QR code data in South Australia secretly being backed up, report finds

South Australians’ personal data collected from QR codes has been secretly stored in its IT backup systems, a report by the chief auditor has found.

The review into the management of Covid-Safe QR check-in data confirmed The Department of the Premier and Cabinet automatically deleted the information from its production database after 28 days, as legally required.

But it revealed secure backup systems retained the data past four weeks.

According to the auditor-general’s report, the department intends to destroy these back ups once contact tracing is no longer required.

“Until this time, data restorations are possible, although controls exist to protect the data from any unauthorised restorations,” it said.

The report found that the backups were “vital” in the event of a disaster or system failure but put the department at risk of breaching the deletion requirements of the QR code data.

The DPC responded to the report by updating its backup restoration procedures, which was recommended by the Auditor-General.

It also included an additional requirement to verify that if the backup data needed to be restored from a possible failure, no data older than 28 days would exist.

The report also found that SA Health was holding onto a “subset” of the QR code data “indefinitely” under health legislation.

But this was “not consistent” with another order that required all check-in data be destroyed when no longer needed or when the pandemic ends.

“It would be helpful if SA Health’s public communications included advice that it retains all requested Covid-Safe check-in app data indefinitely,” the report read.

In SA Health’s response, it said it would review and document its data retention practices relating to contact tracing information and make sure the practises were aligned with all relevant legislation.

It said information would be provided on its websites and digital media that stated that is was legally allowed to keep the data.

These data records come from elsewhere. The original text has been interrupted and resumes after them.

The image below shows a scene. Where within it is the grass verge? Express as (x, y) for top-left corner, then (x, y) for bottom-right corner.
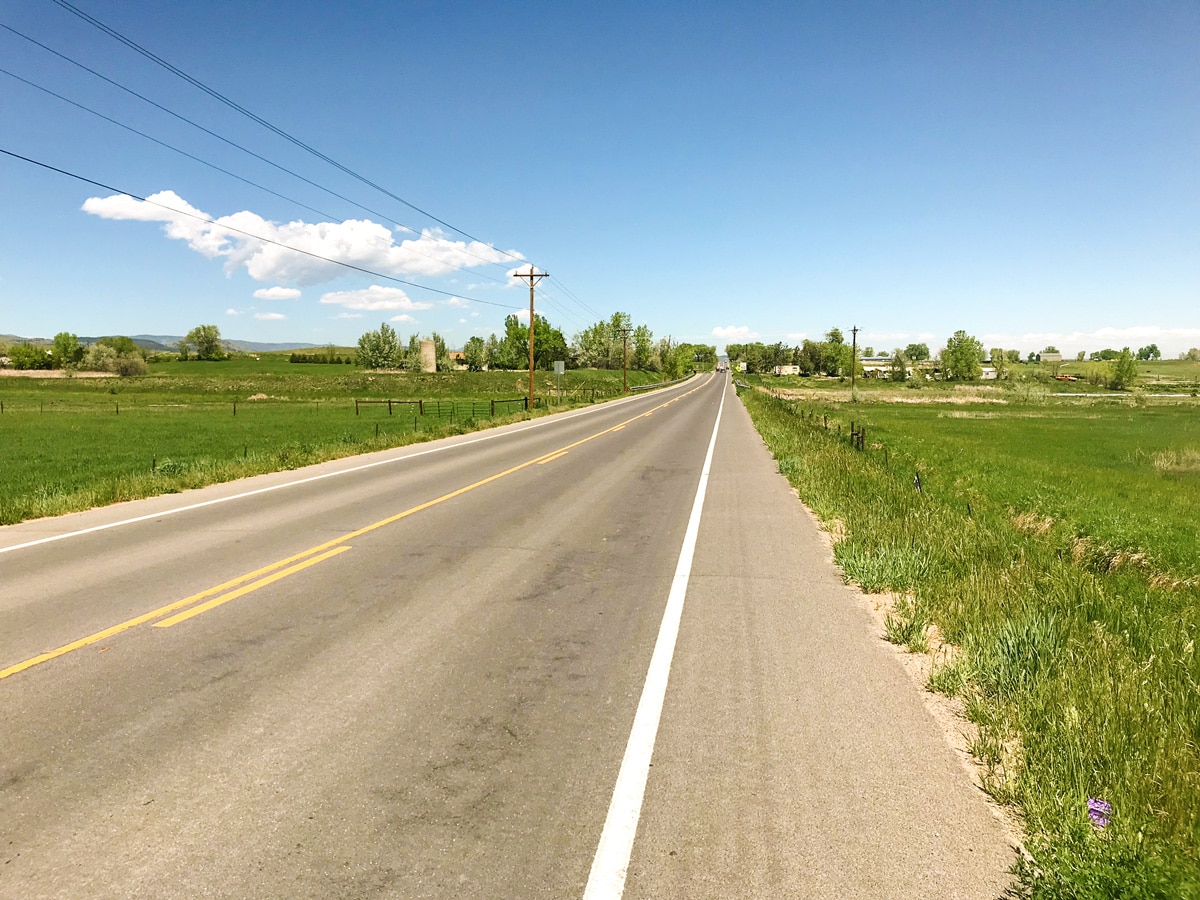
(739, 386), (1200, 898)
(0, 367), (665, 524)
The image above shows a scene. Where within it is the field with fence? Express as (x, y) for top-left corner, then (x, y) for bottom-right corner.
(738, 383), (1200, 897)
(0, 361), (665, 524)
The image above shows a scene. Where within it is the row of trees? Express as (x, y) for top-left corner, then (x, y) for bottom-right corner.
(2, 333), (149, 375)
(354, 311), (717, 379)
(727, 328), (1153, 390)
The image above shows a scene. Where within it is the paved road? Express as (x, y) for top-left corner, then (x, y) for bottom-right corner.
(0, 373), (1014, 898)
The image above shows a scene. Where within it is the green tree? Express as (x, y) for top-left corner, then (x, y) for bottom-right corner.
(571, 320), (611, 369)
(632, 324), (654, 370)
(9, 342), (52, 370)
(533, 316), (569, 369)
(1136, 344), (1161, 361)
(463, 336), (486, 372)
(52, 332), (83, 370)
(183, 324), (225, 360)
(888, 349), (909, 382)
(98, 335), (141, 356)
(1109, 347), (1138, 390)
(941, 330), (984, 380)
(494, 315), (528, 370)
(430, 332), (452, 371)
(356, 322), (401, 369)
(989, 348), (1008, 380)
(1182, 348), (1200, 362)
(81, 343), (118, 372)
(1005, 349), (1021, 364)
(484, 334), (502, 369)
(904, 342), (931, 362)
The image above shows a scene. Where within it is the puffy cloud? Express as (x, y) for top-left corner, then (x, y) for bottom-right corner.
(507, 264), (545, 281)
(83, 191), (523, 285)
(446, 297), (469, 308)
(225, 308), (240, 316)
(254, 286), (301, 300)
(255, 312), (286, 321)
(335, 312), (362, 319)
(712, 325), (759, 340)
(318, 285), (433, 311)
(390, 314), (416, 323)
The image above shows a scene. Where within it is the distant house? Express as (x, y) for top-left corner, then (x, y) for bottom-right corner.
(859, 356), (892, 378)
(1040, 352), (1063, 364)
(773, 364), (800, 376)
(448, 351), (467, 370)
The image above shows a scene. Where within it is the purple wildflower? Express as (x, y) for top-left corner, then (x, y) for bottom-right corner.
(1087, 798), (1112, 829)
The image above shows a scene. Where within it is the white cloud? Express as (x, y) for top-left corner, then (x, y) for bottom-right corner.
(390, 314), (416, 323)
(335, 312), (363, 319)
(459, 318), (467, 324)
(446, 297), (469, 308)
(255, 312), (286, 321)
(254, 286), (301, 300)
(83, 191), (524, 285)
(318, 285), (433, 311)
(506, 264), (546, 281)
(470, 311), (480, 318)
(225, 308), (240, 316)
(786, 332), (807, 341)
(712, 325), (759, 340)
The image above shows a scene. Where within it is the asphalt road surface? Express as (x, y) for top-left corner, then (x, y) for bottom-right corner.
(0, 373), (1015, 898)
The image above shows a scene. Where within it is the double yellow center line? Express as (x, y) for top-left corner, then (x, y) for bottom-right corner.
(0, 377), (711, 682)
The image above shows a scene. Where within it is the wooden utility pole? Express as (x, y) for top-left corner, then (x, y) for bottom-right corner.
(512, 268), (548, 410)
(617, 326), (632, 393)
(851, 324), (859, 398)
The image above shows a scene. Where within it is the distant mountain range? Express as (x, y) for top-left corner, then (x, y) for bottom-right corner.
(1, 334), (325, 352)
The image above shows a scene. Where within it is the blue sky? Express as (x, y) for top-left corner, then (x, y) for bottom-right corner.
(2, 1), (1197, 355)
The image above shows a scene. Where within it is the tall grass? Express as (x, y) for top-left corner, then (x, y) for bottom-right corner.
(741, 388), (1200, 897)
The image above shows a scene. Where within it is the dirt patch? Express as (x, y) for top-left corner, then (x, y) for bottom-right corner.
(0, 369), (114, 379)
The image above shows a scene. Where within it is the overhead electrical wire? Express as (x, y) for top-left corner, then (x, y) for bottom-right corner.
(38, 4), (609, 315)
(0, 22), (525, 287)
(50, 0), (529, 265)
(8, 9), (609, 325)
(0, 64), (525, 292)
(0, 147), (523, 311)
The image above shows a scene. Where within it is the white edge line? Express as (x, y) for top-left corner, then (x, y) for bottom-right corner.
(0, 376), (703, 557)
(582, 376), (727, 900)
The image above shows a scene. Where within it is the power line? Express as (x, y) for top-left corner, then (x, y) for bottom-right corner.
(0, 65), (337, 223)
(8, 12), (610, 323)
(0, 23), (528, 286)
(0, 64), (526, 291)
(0, 146), (523, 311)
(50, 0), (530, 266)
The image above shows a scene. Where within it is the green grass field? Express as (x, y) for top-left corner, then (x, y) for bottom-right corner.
(0, 364), (665, 524)
(739, 385), (1200, 897)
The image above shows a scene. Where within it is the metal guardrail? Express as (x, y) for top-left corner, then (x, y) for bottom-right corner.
(628, 372), (695, 393)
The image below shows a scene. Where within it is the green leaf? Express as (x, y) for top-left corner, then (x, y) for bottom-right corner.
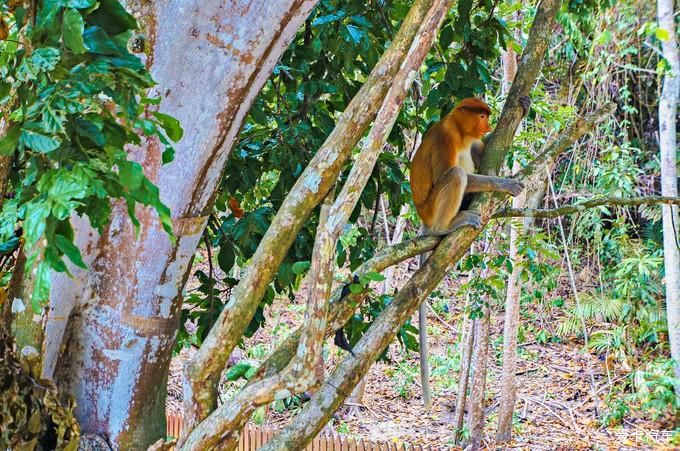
(86, 0), (138, 35)
(16, 47), (61, 81)
(312, 11), (346, 26)
(0, 125), (20, 156)
(225, 362), (254, 381)
(37, 0), (64, 27)
(63, 9), (88, 54)
(291, 261), (310, 275)
(343, 24), (362, 45)
(66, 0), (97, 8)
(349, 283), (363, 294)
(23, 201), (50, 248)
(54, 234), (87, 269)
(83, 26), (123, 55)
(162, 147), (175, 164)
(32, 261), (52, 310)
(119, 161), (144, 191)
(20, 129), (61, 153)
(0, 82), (10, 100)
(152, 112), (184, 142)
(363, 271), (385, 282)
(0, 236), (20, 255)
(217, 243), (235, 272)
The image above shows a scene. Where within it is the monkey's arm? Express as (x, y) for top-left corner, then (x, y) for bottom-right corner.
(465, 174), (524, 196)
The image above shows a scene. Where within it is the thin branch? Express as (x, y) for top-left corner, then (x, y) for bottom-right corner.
(493, 196), (680, 219)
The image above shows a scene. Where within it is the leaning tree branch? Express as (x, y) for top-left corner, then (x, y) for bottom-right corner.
(180, 194), (336, 450)
(260, 1), (563, 449)
(181, 0), (443, 436)
(249, 234), (440, 384)
(181, 0), (453, 447)
(494, 196), (680, 219)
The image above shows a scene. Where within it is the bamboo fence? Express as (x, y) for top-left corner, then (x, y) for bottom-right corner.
(166, 414), (451, 450)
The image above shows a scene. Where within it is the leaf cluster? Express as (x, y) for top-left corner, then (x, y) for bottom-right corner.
(0, 0), (181, 306)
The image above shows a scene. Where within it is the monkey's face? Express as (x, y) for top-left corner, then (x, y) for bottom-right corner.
(475, 113), (492, 138)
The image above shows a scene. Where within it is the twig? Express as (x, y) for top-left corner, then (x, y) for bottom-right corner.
(519, 395), (574, 430)
(426, 302), (457, 334)
(493, 196), (680, 219)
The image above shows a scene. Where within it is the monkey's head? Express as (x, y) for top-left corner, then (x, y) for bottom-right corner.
(452, 97), (492, 139)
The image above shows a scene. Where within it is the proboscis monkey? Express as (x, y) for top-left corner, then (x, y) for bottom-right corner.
(409, 97), (529, 235)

The review into the management of Covid-Safe QR check-in data was requested by the state government after the system was introduced last December.

A spokesman from the Premier’s department said South Australians’ data beyond the 28 days needed for contact tracing purposes was not accessible.

“As the Auditor-General found, in the unlikely event that backup data needs to be restored, Covid-Safe Check-In data over 28 days is automatically deleted upon restoration,” they said.

A SA Health spokesman said: “QR check-in information is only released upon request to SA Health for official contact tracing purposes or for managing the Covid-19 pandemic.”

“Once the information is obtained for this purpose, it is managed as a confidential health record and protected under the Health Care Act 2008.”

Information on how the data is stored and protected can be found on online.